Starting from the Alki Point Lighthouse, this lively urban beach runs for two-and-a-half miles north to Duwamish Head on Elliott Bay, with knockout views of Puget Sound and the Olympic Mountains. The beach is surprisingly wild, being so close to the city, and is often strewn with giant driftwood. By the turn of the twentieth-century, Alki Beach Park had become so popular that an electric street car was extended from downtown. (A raucous amusement park, completed in 1907 and modeled after Luna Park in Coney Island, had a brief life before burning to the ground in 1931.) Alki was the very first municipal saltwater beach on the west coast, and its c.1911 Bathhouse was the first of its kind. Don’t miss the beach’s very own riff on New York’s Statue of Liberty—at only six-feet-tall, it was commissioned by the Boy Scouts in the early 1950s.

How to Get There
From downtown Seattle it’s a ten-minute water taxi across the sound to Seacrest Park, followed by an easy stroll or bike ride to reach the beach, shops and restaurants. Alternatively, hop on a free minibus shuttle to get there faster (look for #775 which loops south through the Admiral District of West Seattle before reaching the lighthouse and turning north along the entire length of the beach).

The Crowd
Alki attracts all sorts—from tide pool-scavenging families with young kids, to energetic cyclists, runners, skateboarders and rollerbladers. On warm summer weekends you’ll often find music concerts, beach volleyball competitions, and the occasional historic car show (the Coast Guard also runs free tours of the lighthouse). Many come just to chill at a waterside café, sunbathers flock here on rare and precious sunny days, others rent stand-up paddleboards or kayaks. With the laid-back vibe of California’s Venice Beach married to the honky-tonk amusements of an East Coast classic, Alki really does deliver in spades (and buckets).

Grab a Bite
There’s an astonishingly varied assortment of excellent places to eat at Alki. Don’t miss a morning treat from Top Pot Doughnuts, a classic British lunch at Spud Fish & Chips, an afternoon bowl of soup from Duke’s Seafood & Chowder, a craft beer or two at the West Seattle Brewing Company, or maybe an early evening supper at Salty’s or Hawaiian-inspired sundowner at Marination Ma Kai, both near the Seacrest water taxi landing.

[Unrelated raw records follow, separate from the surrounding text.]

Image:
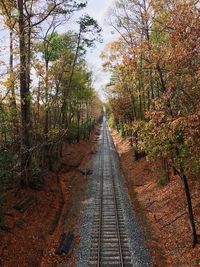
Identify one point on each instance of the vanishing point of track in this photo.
(110, 247)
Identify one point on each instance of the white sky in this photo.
(97, 9)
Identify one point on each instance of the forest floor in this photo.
(161, 211)
(35, 234)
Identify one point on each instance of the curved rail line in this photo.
(109, 246)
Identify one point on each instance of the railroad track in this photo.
(110, 247)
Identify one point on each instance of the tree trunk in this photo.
(46, 123)
(25, 102)
(190, 210)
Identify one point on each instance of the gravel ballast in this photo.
(139, 252)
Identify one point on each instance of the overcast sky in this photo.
(97, 9)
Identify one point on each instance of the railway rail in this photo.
(109, 246)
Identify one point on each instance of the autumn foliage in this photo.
(154, 89)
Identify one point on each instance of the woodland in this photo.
(47, 97)
(154, 90)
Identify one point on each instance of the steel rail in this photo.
(100, 205)
(115, 202)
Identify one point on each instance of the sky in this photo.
(98, 9)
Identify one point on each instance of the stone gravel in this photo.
(138, 250)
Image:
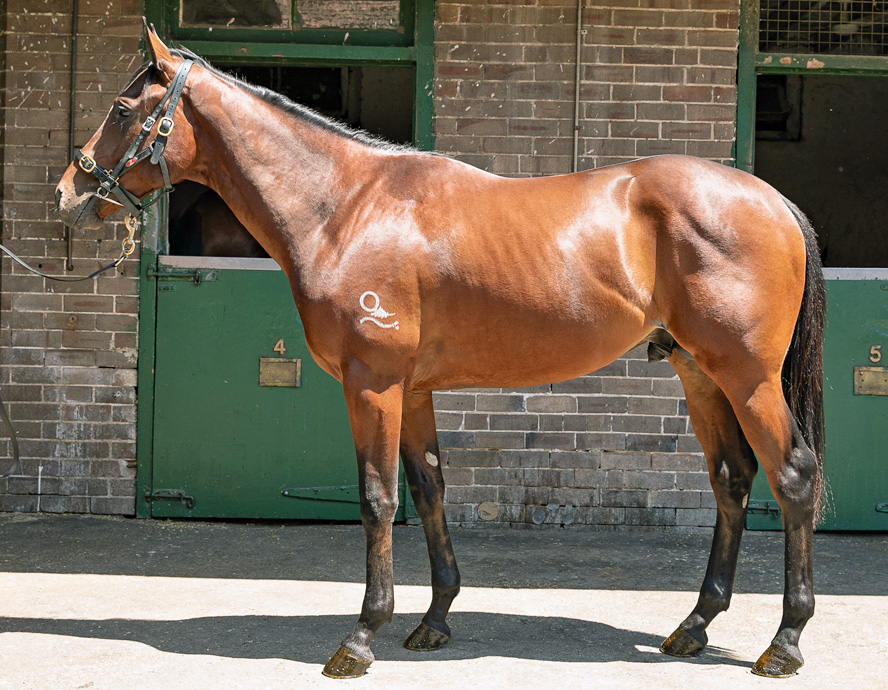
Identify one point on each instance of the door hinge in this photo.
(763, 508)
(176, 495)
(336, 494)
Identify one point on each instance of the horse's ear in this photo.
(157, 51)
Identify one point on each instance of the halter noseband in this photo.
(109, 181)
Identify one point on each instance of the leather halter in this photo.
(109, 181)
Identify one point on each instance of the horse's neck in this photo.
(280, 175)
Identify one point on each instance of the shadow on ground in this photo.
(571, 558)
(299, 638)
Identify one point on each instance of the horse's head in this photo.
(109, 172)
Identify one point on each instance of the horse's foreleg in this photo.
(374, 409)
(732, 467)
(422, 467)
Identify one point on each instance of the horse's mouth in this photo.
(83, 216)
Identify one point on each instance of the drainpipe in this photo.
(75, 10)
(580, 32)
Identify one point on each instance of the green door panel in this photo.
(856, 425)
(224, 446)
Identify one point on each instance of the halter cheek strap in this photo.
(109, 181)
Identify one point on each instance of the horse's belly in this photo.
(524, 353)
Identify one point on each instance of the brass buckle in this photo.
(165, 127)
(86, 163)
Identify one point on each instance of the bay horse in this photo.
(413, 272)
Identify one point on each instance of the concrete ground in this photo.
(90, 602)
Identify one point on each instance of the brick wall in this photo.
(613, 447)
(68, 351)
(658, 76)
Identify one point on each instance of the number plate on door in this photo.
(871, 380)
(280, 372)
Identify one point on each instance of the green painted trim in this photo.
(744, 147)
(164, 15)
(751, 63)
(292, 52)
(152, 220)
(423, 100)
(786, 63)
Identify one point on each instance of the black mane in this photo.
(286, 105)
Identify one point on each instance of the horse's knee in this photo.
(378, 509)
(731, 478)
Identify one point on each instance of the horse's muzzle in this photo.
(78, 211)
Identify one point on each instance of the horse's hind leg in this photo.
(732, 467)
(421, 457)
(792, 471)
(374, 409)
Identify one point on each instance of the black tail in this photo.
(803, 368)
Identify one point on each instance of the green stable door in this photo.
(246, 425)
(855, 367)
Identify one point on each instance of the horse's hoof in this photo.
(426, 639)
(683, 643)
(346, 664)
(777, 662)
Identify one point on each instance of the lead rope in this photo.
(127, 247)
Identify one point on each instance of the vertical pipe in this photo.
(75, 10)
(579, 69)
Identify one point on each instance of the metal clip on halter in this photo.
(165, 126)
(87, 164)
(128, 245)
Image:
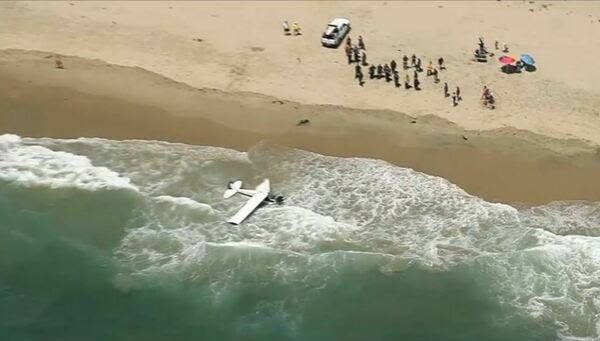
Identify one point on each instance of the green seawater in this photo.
(59, 281)
(84, 255)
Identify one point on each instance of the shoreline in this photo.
(84, 100)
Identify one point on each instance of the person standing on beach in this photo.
(361, 43)
(286, 28)
(396, 79)
(388, 72)
(371, 71)
(359, 75)
(296, 28)
(348, 50)
(441, 63)
(435, 77)
(356, 54)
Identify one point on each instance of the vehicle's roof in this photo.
(339, 21)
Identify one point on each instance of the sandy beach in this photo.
(210, 73)
(398, 214)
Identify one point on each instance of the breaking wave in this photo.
(342, 215)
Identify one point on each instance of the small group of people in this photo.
(456, 97)
(296, 30)
(355, 52)
(487, 98)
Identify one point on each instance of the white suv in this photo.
(335, 32)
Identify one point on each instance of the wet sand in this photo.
(90, 98)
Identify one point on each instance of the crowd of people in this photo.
(390, 71)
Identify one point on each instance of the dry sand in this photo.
(134, 70)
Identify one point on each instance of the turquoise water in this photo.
(107, 240)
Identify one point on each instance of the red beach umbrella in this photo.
(507, 60)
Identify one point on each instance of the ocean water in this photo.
(126, 240)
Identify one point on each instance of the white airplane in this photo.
(257, 196)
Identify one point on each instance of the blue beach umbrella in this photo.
(527, 59)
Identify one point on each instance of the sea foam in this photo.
(39, 166)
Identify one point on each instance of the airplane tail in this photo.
(232, 188)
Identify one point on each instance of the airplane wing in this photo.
(264, 186)
(249, 207)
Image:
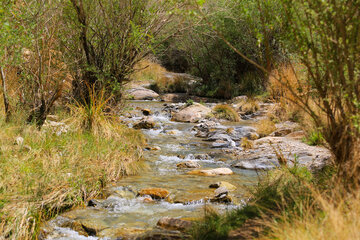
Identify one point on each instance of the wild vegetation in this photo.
(72, 59)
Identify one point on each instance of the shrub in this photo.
(314, 138)
(226, 112)
(249, 107)
(246, 143)
(225, 74)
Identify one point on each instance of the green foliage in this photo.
(223, 111)
(224, 72)
(114, 36)
(50, 173)
(315, 138)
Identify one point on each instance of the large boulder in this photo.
(145, 123)
(223, 184)
(192, 113)
(266, 152)
(141, 93)
(155, 193)
(188, 164)
(174, 97)
(174, 224)
(212, 172)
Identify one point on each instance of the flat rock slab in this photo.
(264, 154)
(212, 172)
(192, 113)
(155, 193)
(174, 224)
(141, 93)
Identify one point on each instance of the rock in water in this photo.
(174, 224)
(145, 123)
(188, 164)
(146, 112)
(141, 93)
(155, 193)
(192, 113)
(224, 184)
(212, 172)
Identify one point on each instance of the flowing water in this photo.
(177, 142)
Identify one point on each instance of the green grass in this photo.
(50, 174)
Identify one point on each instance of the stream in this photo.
(123, 212)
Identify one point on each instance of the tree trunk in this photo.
(6, 100)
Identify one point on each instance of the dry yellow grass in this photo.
(338, 218)
(48, 174)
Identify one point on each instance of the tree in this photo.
(12, 36)
(107, 39)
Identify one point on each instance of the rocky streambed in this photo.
(192, 162)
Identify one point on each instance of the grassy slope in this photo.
(49, 174)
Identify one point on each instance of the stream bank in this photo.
(190, 164)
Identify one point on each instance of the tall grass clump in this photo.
(223, 111)
(336, 218)
(49, 173)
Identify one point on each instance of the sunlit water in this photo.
(178, 146)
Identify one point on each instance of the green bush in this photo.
(225, 74)
(223, 111)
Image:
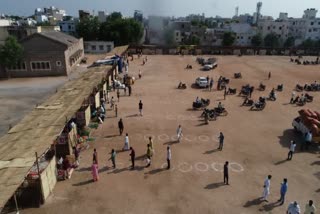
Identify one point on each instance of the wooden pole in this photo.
(40, 181)
(16, 203)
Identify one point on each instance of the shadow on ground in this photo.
(214, 185)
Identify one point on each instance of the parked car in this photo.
(119, 85)
(210, 66)
(202, 82)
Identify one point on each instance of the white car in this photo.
(119, 85)
(202, 82)
(299, 126)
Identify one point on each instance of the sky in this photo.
(177, 8)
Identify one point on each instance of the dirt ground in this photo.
(256, 144)
(20, 95)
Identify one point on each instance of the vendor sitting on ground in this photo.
(220, 107)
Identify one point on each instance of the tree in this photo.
(88, 29)
(289, 42)
(271, 40)
(309, 43)
(228, 38)
(168, 36)
(11, 52)
(257, 40)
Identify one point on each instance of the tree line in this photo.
(116, 28)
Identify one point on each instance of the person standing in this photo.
(211, 84)
(266, 188)
(308, 139)
(293, 208)
(95, 171)
(291, 149)
(283, 191)
(126, 146)
(76, 153)
(221, 140)
(118, 95)
(120, 126)
(95, 156)
(151, 144)
(113, 158)
(149, 155)
(140, 107)
(133, 156)
(116, 110)
(179, 133)
(129, 88)
(168, 156)
(310, 208)
(226, 173)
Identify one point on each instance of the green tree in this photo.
(168, 36)
(309, 43)
(271, 40)
(257, 40)
(289, 42)
(11, 52)
(228, 38)
(88, 29)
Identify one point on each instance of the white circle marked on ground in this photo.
(164, 166)
(202, 167)
(218, 167)
(187, 138)
(204, 138)
(146, 137)
(182, 169)
(236, 167)
(163, 137)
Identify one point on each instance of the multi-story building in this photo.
(69, 26)
(48, 54)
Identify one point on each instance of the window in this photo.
(40, 65)
(58, 63)
(19, 67)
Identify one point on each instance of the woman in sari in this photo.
(95, 171)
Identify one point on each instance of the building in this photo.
(48, 54)
(83, 14)
(68, 26)
(98, 46)
(5, 22)
(156, 29)
(244, 33)
(138, 16)
(102, 16)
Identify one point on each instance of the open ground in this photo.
(256, 144)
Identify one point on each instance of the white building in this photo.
(102, 16)
(244, 33)
(98, 46)
(41, 18)
(5, 22)
(68, 26)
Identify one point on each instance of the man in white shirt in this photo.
(179, 133)
(291, 149)
(266, 188)
(293, 208)
(168, 156)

If visiting on a Sunday, check out the West Seattle Farmers Market (10 a.m. to 2 p.m.) for a bounty of DIY local picnic fare.

Race Point Beach, Provincetown (© Getty)

Race Point Beach, Provincetown

Located on the northernmost tip of the Cape Cod National Seashore, Race Point is a big, sprawling beach with miles of soft sand, bike paths, and cold, rough waters. Aside from some spectacular landscape, the site is known for its eponymous lighthouse and Old Harbor Life Saving Station (open from 2-4 p.m.). The seasonal restrooms and showers don’t hurt either when you’re out there in the sun all day.

How to Get There
Okay, so it’s not quite an urban beach, but Bostonians will attest that the two-hour ferry ride from Boston Harbor is well worth it for the whale-watching alone (bonus: there’s a bar on board).

The Crowd
During the summer, the area is catered to more athletic beachgoers: swimmers who can handle the strong currents, surfers venturing past the protected areas, and cyclists taking advantage of the dune-side bike paths. But you’ll also find hardcore sunbathers here, as the beach’s northern-facing location gives way to day-long sunshine. Avoid the crowds during the spring months, when lucky visitors can get unobstructed views of breaching whales.

Grab a Bite
You won’t find any restaurants on the beach itself, but there is a slew of spots along the southern stretch of Route 6 (about three miles away from the beach). Try Fanizzi’s Restaurant or Mac’s Fish House for seafood, then The Squealing Pig for some late-night beers.